6. Ginnifer Goodwin: You know when you just hate someone’s dumb fucking face so much it hurts? That’s how we feel about the youngest sister wife. No wonder she couldn’t even get legal-midget E to call her back in He’s Just Not That Into You. As the official face of the Delusional Dater and of ABC's lame ass Snow White, desperation really suits her.
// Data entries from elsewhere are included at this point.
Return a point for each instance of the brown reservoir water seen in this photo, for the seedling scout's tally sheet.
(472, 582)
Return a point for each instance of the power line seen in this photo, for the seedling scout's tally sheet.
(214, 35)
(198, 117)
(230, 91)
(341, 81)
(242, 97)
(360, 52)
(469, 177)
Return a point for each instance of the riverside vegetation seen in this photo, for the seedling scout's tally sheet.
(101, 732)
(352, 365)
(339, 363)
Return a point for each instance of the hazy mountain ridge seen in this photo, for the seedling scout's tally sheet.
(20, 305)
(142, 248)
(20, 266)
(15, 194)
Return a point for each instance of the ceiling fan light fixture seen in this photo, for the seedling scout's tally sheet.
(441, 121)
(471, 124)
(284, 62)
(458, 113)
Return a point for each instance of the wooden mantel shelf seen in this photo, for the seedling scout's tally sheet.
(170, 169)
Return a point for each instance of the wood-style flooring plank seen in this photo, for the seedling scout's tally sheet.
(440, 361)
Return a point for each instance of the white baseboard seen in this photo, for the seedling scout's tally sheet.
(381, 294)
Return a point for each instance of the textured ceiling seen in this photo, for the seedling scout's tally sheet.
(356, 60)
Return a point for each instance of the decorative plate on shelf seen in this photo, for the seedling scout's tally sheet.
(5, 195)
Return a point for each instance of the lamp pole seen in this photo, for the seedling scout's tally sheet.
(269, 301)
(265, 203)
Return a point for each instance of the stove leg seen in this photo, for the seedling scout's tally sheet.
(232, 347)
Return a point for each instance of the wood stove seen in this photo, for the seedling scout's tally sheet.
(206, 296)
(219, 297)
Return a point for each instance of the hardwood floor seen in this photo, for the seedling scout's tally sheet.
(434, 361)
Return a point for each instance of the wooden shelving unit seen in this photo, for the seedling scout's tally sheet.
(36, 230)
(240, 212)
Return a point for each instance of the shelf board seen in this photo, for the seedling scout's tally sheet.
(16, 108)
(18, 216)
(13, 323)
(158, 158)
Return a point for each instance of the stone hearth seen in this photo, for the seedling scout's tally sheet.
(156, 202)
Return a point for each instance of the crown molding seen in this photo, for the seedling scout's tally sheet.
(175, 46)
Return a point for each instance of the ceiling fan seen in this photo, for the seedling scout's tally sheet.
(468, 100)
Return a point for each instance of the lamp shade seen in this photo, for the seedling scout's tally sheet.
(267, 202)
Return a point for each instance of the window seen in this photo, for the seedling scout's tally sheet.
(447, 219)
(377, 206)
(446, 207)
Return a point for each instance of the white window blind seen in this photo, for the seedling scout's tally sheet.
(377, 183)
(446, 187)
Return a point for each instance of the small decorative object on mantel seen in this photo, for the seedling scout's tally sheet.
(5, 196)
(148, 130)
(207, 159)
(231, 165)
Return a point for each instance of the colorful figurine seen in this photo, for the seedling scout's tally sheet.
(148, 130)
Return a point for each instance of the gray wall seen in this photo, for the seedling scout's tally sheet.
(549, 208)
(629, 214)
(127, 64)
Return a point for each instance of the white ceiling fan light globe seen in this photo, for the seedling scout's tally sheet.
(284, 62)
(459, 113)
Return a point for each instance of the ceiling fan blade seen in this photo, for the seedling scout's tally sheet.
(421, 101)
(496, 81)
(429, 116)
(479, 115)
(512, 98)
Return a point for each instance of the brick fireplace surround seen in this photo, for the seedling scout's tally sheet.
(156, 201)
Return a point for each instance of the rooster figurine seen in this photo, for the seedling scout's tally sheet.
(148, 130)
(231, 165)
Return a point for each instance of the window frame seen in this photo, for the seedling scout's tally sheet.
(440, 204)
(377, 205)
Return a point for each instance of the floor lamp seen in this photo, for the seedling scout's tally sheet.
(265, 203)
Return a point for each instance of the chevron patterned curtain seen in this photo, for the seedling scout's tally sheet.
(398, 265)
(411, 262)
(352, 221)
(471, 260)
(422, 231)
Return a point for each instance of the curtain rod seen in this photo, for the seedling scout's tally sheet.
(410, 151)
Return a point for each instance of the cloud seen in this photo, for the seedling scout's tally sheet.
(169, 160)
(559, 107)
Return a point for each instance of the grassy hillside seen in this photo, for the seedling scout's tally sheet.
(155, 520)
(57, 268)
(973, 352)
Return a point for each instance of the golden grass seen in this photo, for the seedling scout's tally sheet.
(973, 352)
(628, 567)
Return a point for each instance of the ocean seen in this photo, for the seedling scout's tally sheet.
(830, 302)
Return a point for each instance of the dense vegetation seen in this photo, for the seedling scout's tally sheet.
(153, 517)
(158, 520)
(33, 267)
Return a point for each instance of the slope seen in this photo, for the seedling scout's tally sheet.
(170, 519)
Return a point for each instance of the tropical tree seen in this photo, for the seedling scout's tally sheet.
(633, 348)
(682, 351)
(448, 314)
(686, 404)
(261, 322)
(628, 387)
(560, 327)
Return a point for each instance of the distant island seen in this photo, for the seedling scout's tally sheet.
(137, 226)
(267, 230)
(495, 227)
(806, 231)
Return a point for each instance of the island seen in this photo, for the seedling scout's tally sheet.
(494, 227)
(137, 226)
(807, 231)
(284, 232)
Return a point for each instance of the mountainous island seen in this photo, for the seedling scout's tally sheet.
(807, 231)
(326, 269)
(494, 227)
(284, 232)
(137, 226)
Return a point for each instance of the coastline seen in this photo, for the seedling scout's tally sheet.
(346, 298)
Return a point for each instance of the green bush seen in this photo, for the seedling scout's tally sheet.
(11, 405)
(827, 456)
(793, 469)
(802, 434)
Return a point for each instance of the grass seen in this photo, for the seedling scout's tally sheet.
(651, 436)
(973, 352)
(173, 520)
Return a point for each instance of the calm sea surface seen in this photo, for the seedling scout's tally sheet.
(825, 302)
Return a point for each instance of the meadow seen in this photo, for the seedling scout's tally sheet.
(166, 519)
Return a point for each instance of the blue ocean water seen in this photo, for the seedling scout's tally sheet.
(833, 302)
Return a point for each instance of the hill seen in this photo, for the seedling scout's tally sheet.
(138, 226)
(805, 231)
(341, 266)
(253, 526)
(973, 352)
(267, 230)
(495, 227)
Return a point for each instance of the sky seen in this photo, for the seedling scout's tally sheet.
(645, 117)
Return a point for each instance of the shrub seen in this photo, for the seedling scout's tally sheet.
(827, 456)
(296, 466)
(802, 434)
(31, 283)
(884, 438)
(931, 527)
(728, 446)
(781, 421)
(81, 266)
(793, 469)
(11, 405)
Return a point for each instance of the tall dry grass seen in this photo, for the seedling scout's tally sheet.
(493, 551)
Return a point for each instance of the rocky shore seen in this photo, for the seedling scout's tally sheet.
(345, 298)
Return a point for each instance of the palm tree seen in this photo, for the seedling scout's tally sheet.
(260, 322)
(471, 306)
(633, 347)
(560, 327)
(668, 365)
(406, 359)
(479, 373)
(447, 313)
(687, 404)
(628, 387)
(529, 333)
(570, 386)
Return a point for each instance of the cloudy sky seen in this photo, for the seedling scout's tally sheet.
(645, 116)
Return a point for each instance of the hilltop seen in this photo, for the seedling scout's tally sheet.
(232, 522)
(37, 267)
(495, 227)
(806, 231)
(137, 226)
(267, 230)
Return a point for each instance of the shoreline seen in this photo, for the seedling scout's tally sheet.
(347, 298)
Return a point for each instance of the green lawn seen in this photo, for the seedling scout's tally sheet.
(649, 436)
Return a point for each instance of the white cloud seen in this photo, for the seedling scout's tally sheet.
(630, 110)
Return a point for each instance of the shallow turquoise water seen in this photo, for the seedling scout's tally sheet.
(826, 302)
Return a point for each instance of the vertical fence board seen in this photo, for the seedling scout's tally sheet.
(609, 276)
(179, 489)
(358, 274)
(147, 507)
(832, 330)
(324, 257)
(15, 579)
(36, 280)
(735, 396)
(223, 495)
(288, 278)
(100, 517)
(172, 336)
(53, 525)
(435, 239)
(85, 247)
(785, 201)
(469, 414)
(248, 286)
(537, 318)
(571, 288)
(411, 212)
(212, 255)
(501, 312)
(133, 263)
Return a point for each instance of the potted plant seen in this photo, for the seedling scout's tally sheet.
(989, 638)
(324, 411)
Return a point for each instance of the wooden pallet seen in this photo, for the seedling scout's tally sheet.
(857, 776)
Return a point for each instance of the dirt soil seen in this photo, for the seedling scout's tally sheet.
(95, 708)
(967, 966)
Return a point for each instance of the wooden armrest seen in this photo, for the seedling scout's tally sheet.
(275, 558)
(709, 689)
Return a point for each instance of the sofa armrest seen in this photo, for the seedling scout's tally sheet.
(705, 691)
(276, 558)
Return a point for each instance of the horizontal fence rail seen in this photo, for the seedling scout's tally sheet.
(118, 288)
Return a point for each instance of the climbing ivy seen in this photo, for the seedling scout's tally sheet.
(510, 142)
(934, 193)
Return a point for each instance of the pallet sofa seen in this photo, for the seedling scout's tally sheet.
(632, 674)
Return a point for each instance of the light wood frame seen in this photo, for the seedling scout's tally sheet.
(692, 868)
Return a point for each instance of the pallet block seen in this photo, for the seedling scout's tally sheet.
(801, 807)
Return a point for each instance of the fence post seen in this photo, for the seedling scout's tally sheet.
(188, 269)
5. Scarlett Johansson: Speaking of He’s Just Not That Into You, the main reason E wasn’t down with Ginn was because he was obsessed with Scarlett’s character. Talk about going from bad to worse (or is that worse to bad?). It’s amazing how someone who was so physically blessed could be so horribly unblessed in the acting department. Not sure if it’s that stupid fucking mole that she probably draws on her face every day, or the fact that she sounds like she’s midway through swallowing yogurt whenever she speaks, but whatever it is she has earned her spot on this list. Congrats ScarJo, may your most notable acting role forever remain a film where you were lost in translation hardly speak.

4. Lea Michele: I rue the day network executives ever let this thespian plié onto my television screen. At least if she had remained on the Broadway stage where she belongs, I would be able to whip tomatoes and sharp objects at her when I was forced to watch her act. But now, she is one of Hollywood’s highest paid television actresses, while I still, am not. What kind of fucked up world do we live in?

3. Kristen Stewart: If we were to name an Anti-Betch of the Year, the honor would obviously go to K-Stew. As if the world didn’t hate her enough, she goes and cheats on R-Patz while wrecking the home of her married-with-kids director. And then she goes and issues a fucking statement apologizing for her wizard-sleeve vagina? Seriously Bella get the fuck off the red carpet and out of my realm of consciousness. We’ve had enough of your recovering-from-meth-addiction acting technique.

PS. There's something to say about Snow White seeing as 2 actresses on this list play her.

2. Katherine Heigl: Where do we even begin? Obviously with her creepy little baby teeth. Followed by the absolute JOKE that is the notion that attractive guys would ever actually being interested in this on-screen and off-screen fun-sucking nightmare. I mean we’re really supposed to believe that hot as fuck James Marsden in 27 Dresses can’t get Kathy Kegel off his mind? I don’t think so. Sure he now unrealistically plays Tina Fey’s love interest on 30 Rock, but Tina never insulted the entire Knocked Up creative team.

1. Anne Hathaway

Dishonorable mention – Hayden Panettiere: Aside from the fact that she actually fucked her way to stardom (barely) and that she landed a role in primetime to play herself minus the horrible country singing, there's something about this baby prostitute that seriously irks us. Maybe it's because she reminds us of fake Emanda Clarke, or maybe it's because our friends' friend has beef with her, either way we can't stand her and her stupid Shakira hair.